Na comuna da Villate, perto de Nozai (Loire-Inférieure), havia uma pobre mulher chamada Juliana Maria, velha, enfermiça, e que vivia da caridade pública. Um dia ela caiu num pântano, de onde foi retirada por um habitante da região, Sr. Aubert, que habitualmente a socorria. Transportada para sua casa, faleceu pouco tempo depois, em consequência do acidente. Era opinião geral que ela quis suicidarse. No mesmo dia de seu falecimento, o Sr. Aubert, que é espírita e médium, sentiu sobre toda a sua pessoa como que o roçar de uma pessoa que estivesse ao seu lado, sem, contudo, explicar a causa. Quando soube da morte de Juliana Maria, veio-lhe o pensamento de que talvez o seu Espírito tivesse vindo visitá-lo.

Seguindo o conselho de um de seus amigos, o Sr.

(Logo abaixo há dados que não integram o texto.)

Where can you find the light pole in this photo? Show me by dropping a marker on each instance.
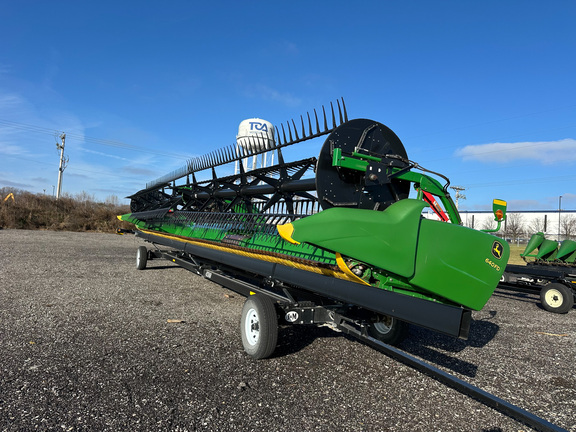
(559, 210)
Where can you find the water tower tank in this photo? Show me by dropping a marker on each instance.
(255, 134)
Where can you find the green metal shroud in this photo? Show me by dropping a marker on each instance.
(450, 261)
(369, 231)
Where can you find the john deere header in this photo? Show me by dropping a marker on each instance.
(352, 210)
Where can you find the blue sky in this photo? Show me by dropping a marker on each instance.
(483, 92)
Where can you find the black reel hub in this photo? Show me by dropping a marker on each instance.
(374, 189)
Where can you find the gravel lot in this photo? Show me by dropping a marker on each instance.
(86, 344)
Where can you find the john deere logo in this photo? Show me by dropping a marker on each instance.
(497, 249)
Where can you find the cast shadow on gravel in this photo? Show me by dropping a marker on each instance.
(294, 338)
(435, 347)
(430, 346)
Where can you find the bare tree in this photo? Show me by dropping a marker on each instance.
(537, 225)
(514, 226)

Cheminant, membro da Sociedade Espírita de Paris, ao qual havia relatado o que havia acontecido, fez a evocação dessa mulher, com o objetivo de ser-lhe útil. Mas, previamente, pediu conselho a seus guias protetores, dos quais recebeu a seguinte resposta:

“Tu podes, e isto lhe dará prazer, posto seja inútil o serviço que lhe queres prestar. Ela está feliz e inteiramente devotada aos que dela se apiedaram. Tu és um dos seus bons amigos. Ela quase não te deixa, e muitas vezes se entretém contigo sem que o percebas. Mais cedo ou mais tarde os serviços prestados serão recompensados, se não pelo favorecido, por aqueles que por ele se interessam, tanto antes quanto depois da sua morte. Se o Espírito não teve tempo de se reconhecer, são outros Espíritos simpáticos que em seu nome testemunham todo o seu reconhecimento. Isto esclarece o que sentiste no dia de sua morte. Agora é ela que te ajuda no bem que queres fazer. Lembra-te do que disse Jesus: “Aquele que se humilha será exaltado.” Terás a medida dos serviços que ela te pode prestar, se, contudo, só lhe pedires assistência para ser útil a teu próximo.”


Evocação:

─ Boa Juliana Maria, sois feliz, eis tudo quanto eu queria saber. Isto não me impedirá de pensar em vós muitas vezes e de jamais vos esquecer em minhas preces. Resposta:

─ Tem confiança em Deus; inspira aos teus doentes uma fé sincera, e triunfarás quase sempre. Não te ocupes jamais com a recompensa que disso virá. Ela ultrapassará a tua expectativa. Deus sabe sempre recompensar o mérito de quem se dedica ao alívio de seus semelhantes e pratica suas ações com completo desinteresse. Sem isto, tudo não passa de ilusão e quimera. Antes de tudo é necessária a fé; do contrário, nada. Lembra-te desta máxima e ficarás admirado com os resultados que obterás. Os dois doentes que curaste disso são a prova. Nas circunstâncias em que se encontravam, com os simples remédios terias falhado.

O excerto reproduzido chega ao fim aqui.